Agenda item

Housing Revenue Account Final Accounts 2022-23

Minutes:

The Committee considered a report on the Housing Revenue Account (HRA) final accounts for 2022-23. The HRA recorded all the income and expenditure associated with the provision and management of Council owned residential dwellings in the Borough. The requirement to maintain a HRA was set out in the Local Government and Housing Act 1989 and the requirement to publish final accounts was set out in the Accounts and Audit (England) Regulations 2015.

The report had set out the actual level of revenue spending on day-to-day services provided to tenants and recorded in the HRA in 2022-23. The operating surplus for the HRA in 2022-23 had been £3.12 million less than the budgeted surplus of £10.89 million (Section 7.5) at £7.76 million.  The outturn allowed a contribution of £2.5 million to the reserve for future capital and a contribution of £5.26 million to the New Build reserve.  The HRA working balance at year-end remained at £2.5 million.

The Chief Finance Officer, in consultation with the Leader of the Council and Lead Councillor for Finance and Property had usedtheir delegated authority to make the necessary transfers to reserves. This continued the policy adopted in previous years, whereby the year-end surplus was applied to each of the two reserves referred to above.

The HRA capital programme had budgeted expenditure of £53.9 million with an actual spend of £26.3 million.  There had been £24.5 million of major repairs estimated with an outturn of £20.3 million.  £27.05 million had been budgeted for new developments, where actual expenditure had been £6 million due to delays in the progression of some of the new schemes.

During the debate, the Committee made the following comments:

·      In response to a question, the interim Section 151 Officer confirmed that the figures in the report represented all the HRA expenditure both in terms of revenue and capital incurred in 2022-23, including the unbudgeted sums in relation to housing maintenance.

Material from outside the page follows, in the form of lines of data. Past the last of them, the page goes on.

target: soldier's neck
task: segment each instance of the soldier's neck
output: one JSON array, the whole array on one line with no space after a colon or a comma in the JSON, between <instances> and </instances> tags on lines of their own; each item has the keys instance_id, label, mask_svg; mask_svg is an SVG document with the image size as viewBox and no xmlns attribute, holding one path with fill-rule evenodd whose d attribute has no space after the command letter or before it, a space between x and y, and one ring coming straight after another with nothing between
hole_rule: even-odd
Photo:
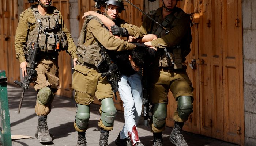
<instances>
[{"instance_id":1,"label":"soldier's neck","mask_svg":"<svg viewBox=\"0 0 256 146\"><path fill-rule=\"evenodd\" d=\"M42 7L41 5L38 5L38 7L39 13L43 16L45 16L47 12L47 8L45 7Z\"/></svg>"}]
</instances>

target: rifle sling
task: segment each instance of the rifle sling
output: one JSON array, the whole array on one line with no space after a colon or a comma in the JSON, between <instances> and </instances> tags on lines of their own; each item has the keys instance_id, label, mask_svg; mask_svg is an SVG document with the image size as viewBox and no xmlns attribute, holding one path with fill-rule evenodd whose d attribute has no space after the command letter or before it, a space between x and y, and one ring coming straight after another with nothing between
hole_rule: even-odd
<instances>
[{"instance_id":1,"label":"rifle sling","mask_svg":"<svg viewBox=\"0 0 256 146\"><path fill-rule=\"evenodd\" d=\"M169 24L172 23L175 19L175 17L173 16L172 13L168 15L163 20L163 21L162 23L161 24L164 27L166 27ZM158 36L158 37L160 37L159 35L161 32L163 30L163 28L161 27L158 27L157 29L155 31L155 34Z\"/></svg>"}]
</instances>

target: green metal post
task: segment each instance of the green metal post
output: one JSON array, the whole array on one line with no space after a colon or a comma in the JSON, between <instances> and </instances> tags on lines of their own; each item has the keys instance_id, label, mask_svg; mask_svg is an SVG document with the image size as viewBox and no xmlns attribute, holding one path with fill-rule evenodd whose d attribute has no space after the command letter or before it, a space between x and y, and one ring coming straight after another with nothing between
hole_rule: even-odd
<instances>
[{"instance_id":1,"label":"green metal post","mask_svg":"<svg viewBox=\"0 0 256 146\"><path fill-rule=\"evenodd\" d=\"M0 70L0 109L2 131L0 139L3 146L12 145L10 115L7 92L7 78L5 71Z\"/></svg>"}]
</instances>

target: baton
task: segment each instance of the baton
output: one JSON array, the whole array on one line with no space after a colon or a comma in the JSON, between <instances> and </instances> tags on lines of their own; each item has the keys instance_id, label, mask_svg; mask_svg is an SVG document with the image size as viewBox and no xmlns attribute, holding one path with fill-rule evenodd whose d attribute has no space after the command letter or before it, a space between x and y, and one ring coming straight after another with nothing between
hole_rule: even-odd
<instances>
[{"instance_id":1,"label":"baton","mask_svg":"<svg viewBox=\"0 0 256 146\"><path fill-rule=\"evenodd\" d=\"M127 2L129 3L130 4L131 4L131 5L132 5L132 6L133 6L133 7L134 7L136 8L137 9L138 9L139 11L140 11L142 13L143 13L143 14L145 15L146 15L147 17L148 17L148 18L150 18L150 19L151 19L152 21L154 21L154 22L155 23L157 23L157 24L158 24L158 25L159 25L159 26L160 27L162 27L163 29L165 31L166 31L166 33L167 33L167 34L169 34L169 31L168 30L167 30L167 29L165 27L163 26L162 26L162 24L161 24L159 23L158 23L158 22L157 22L157 21L156 21L155 20L154 20L154 19L153 19L152 18L151 18L151 17L150 17L150 16L148 16L148 15L145 12L143 12L143 11L142 10L140 9L139 8L138 8L138 7L137 7L135 5L133 4L132 3L131 3L131 1L130 1L129 0L125 0L125 1L126 1Z\"/></svg>"}]
</instances>

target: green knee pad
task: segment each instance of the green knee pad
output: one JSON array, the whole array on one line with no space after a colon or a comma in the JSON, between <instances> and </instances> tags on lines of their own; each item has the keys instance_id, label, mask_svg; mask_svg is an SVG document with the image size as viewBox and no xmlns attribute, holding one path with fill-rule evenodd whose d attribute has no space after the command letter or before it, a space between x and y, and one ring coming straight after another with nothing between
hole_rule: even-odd
<instances>
[{"instance_id":1,"label":"green knee pad","mask_svg":"<svg viewBox=\"0 0 256 146\"><path fill-rule=\"evenodd\" d=\"M101 101L101 117L103 124L106 127L113 126L116 117L116 109L112 98L107 98Z\"/></svg>"},{"instance_id":2,"label":"green knee pad","mask_svg":"<svg viewBox=\"0 0 256 146\"><path fill-rule=\"evenodd\" d=\"M49 87L44 87L39 89L37 95L37 102L45 106L49 103L52 103L54 98L54 93L52 92Z\"/></svg>"},{"instance_id":3,"label":"green knee pad","mask_svg":"<svg viewBox=\"0 0 256 146\"><path fill-rule=\"evenodd\" d=\"M189 96L180 96L178 98L178 108L179 116L182 119L187 119L191 113L193 112L193 104L191 97Z\"/></svg>"},{"instance_id":4,"label":"green knee pad","mask_svg":"<svg viewBox=\"0 0 256 146\"><path fill-rule=\"evenodd\" d=\"M157 128L161 128L165 124L167 117L167 104L157 103L154 106L154 114L152 117L153 124Z\"/></svg>"},{"instance_id":5,"label":"green knee pad","mask_svg":"<svg viewBox=\"0 0 256 146\"><path fill-rule=\"evenodd\" d=\"M90 106L78 104L75 118L77 127L82 130L87 129L90 117Z\"/></svg>"}]
</instances>

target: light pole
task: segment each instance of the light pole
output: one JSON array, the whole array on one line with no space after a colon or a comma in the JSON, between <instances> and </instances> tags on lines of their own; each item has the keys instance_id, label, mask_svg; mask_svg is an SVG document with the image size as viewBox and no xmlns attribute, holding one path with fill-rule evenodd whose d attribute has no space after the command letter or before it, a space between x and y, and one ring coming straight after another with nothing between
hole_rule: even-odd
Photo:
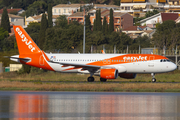
<instances>
[{"instance_id":1,"label":"light pole","mask_svg":"<svg viewBox=\"0 0 180 120\"><path fill-rule=\"evenodd\" d=\"M85 33L86 33L86 15L85 15L85 12L84 12L83 54L85 54Z\"/></svg>"}]
</instances>

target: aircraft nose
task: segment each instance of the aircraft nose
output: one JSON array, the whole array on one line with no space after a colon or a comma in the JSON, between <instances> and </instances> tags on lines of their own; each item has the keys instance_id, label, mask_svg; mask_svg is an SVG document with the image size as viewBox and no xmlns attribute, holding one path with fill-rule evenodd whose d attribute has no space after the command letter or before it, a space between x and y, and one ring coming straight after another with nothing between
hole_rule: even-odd
<instances>
[{"instance_id":1,"label":"aircraft nose","mask_svg":"<svg viewBox=\"0 0 180 120\"><path fill-rule=\"evenodd\" d=\"M171 63L171 65L170 65L170 69L171 69L171 71L176 70L176 69L177 69L177 65L176 65L176 64L174 64L174 63Z\"/></svg>"}]
</instances>

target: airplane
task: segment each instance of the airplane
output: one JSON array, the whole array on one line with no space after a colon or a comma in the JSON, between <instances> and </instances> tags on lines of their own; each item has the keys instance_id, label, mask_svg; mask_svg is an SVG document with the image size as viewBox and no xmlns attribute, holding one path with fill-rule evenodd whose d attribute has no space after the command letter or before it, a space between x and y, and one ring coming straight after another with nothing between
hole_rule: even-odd
<instances>
[{"instance_id":1,"label":"airplane","mask_svg":"<svg viewBox=\"0 0 180 120\"><path fill-rule=\"evenodd\" d=\"M13 26L19 55L10 60L45 70L90 74L88 82L100 76L101 82L118 76L133 79L138 73L150 73L156 82L156 73L165 73L177 68L168 58L155 54L57 54L45 53L21 26Z\"/></svg>"}]
</instances>

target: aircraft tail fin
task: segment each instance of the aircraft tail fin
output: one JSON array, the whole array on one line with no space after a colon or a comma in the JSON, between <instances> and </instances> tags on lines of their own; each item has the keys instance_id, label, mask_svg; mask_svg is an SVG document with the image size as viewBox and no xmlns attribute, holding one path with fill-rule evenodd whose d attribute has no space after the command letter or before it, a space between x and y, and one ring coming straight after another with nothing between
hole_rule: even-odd
<instances>
[{"instance_id":1,"label":"aircraft tail fin","mask_svg":"<svg viewBox=\"0 0 180 120\"><path fill-rule=\"evenodd\" d=\"M21 26L13 26L20 55L42 52Z\"/></svg>"}]
</instances>

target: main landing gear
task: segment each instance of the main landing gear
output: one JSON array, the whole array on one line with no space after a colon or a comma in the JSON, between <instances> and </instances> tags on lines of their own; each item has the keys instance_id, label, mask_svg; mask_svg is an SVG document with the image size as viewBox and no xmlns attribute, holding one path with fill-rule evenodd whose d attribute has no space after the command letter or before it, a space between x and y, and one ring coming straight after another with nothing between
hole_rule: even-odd
<instances>
[{"instance_id":1,"label":"main landing gear","mask_svg":"<svg viewBox=\"0 0 180 120\"><path fill-rule=\"evenodd\" d=\"M107 79L100 78L100 81L101 81L101 82L106 82L106 81L107 81Z\"/></svg>"},{"instance_id":2,"label":"main landing gear","mask_svg":"<svg viewBox=\"0 0 180 120\"><path fill-rule=\"evenodd\" d=\"M94 82L94 77L92 77L92 76L88 77L88 78L87 78L87 81L88 81L88 82ZM106 82L107 79L100 78L100 81L101 81L101 82Z\"/></svg>"},{"instance_id":3,"label":"main landing gear","mask_svg":"<svg viewBox=\"0 0 180 120\"><path fill-rule=\"evenodd\" d=\"M151 73L151 76L152 76L152 82L156 82L156 78L155 78L155 73Z\"/></svg>"},{"instance_id":4,"label":"main landing gear","mask_svg":"<svg viewBox=\"0 0 180 120\"><path fill-rule=\"evenodd\" d=\"M88 77L88 82L94 82L94 77L92 77L92 76L90 76L90 77Z\"/></svg>"}]
</instances>

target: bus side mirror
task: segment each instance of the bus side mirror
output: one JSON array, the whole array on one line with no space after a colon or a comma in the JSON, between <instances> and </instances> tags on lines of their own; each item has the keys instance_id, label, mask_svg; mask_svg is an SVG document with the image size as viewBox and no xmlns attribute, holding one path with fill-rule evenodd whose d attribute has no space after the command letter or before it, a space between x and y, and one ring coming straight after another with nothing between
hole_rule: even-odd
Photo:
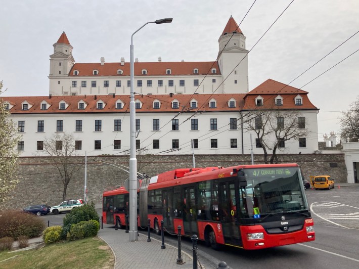
<instances>
[{"instance_id":1,"label":"bus side mirror","mask_svg":"<svg viewBox=\"0 0 359 269\"><path fill-rule=\"evenodd\" d=\"M238 171L238 173L237 174L237 177L238 177L238 182L239 183L239 187L247 187L248 184L247 183L247 180L246 179L246 176L244 174L244 171L243 169L241 169Z\"/></svg>"}]
</instances>

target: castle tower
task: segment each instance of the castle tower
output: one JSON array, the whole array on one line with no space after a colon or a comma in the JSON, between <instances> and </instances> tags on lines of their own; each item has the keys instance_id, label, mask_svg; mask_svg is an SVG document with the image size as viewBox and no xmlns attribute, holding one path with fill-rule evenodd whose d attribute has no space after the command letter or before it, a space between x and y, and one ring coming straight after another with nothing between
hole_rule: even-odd
<instances>
[{"instance_id":1,"label":"castle tower","mask_svg":"<svg viewBox=\"0 0 359 269\"><path fill-rule=\"evenodd\" d=\"M66 77L75 63L72 46L64 31L57 42L53 45L54 54L50 55L50 83L52 78Z\"/></svg>"},{"instance_id":2,"label":"castle tower","mask_svg":"<svg viewBox=\"0 0 359 269\"><path fill-rule=\"evenodd\" d=\"M218 42L218 65L224 80L222 94L248 92L248 61L246 56L246 37L231 16ZM238 63L241 63L236 67ZM235 89L229 92L226 89Z\"/></svg>"}]
</instances>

There were, however, outstanding orders and other work that was ongoing, which were not included in those figures, but would be included in the current year's figures.

·      Whilst the Committee could be reassured that the figures represented what had actually been spent, it could not at this point be assured as to what had been delivered in terms of physical improvements to the housing stock as a consequence of that expenditure.

·      The Committee noted that the Monitoring Officer would be submitting a report to the Committee at its special meeting on 29 November outlining the governance around the housing maintenance issue.

·     In response to a question as to whether the 3% loss of rental income compared to estimates due to voids was within the normal range, or whether it was something about which the Committee should be concerned, officers indicated that the quarterly Performance Monitoring Report considered by the Overview and Scrutiny Committee included a KPI on void properties.

Having considered the report and noted that this matter would also be considered by the Executive at its meeting on 23 November, the Committee

RESOLVED: That the recommendation to the Executive contained in the report be supported, subject to the comments referred to above made by the Committee during its debate.

Reason:

To allow the Statutory Statement of Accounts to be finalised and subject to external audit prior to approval.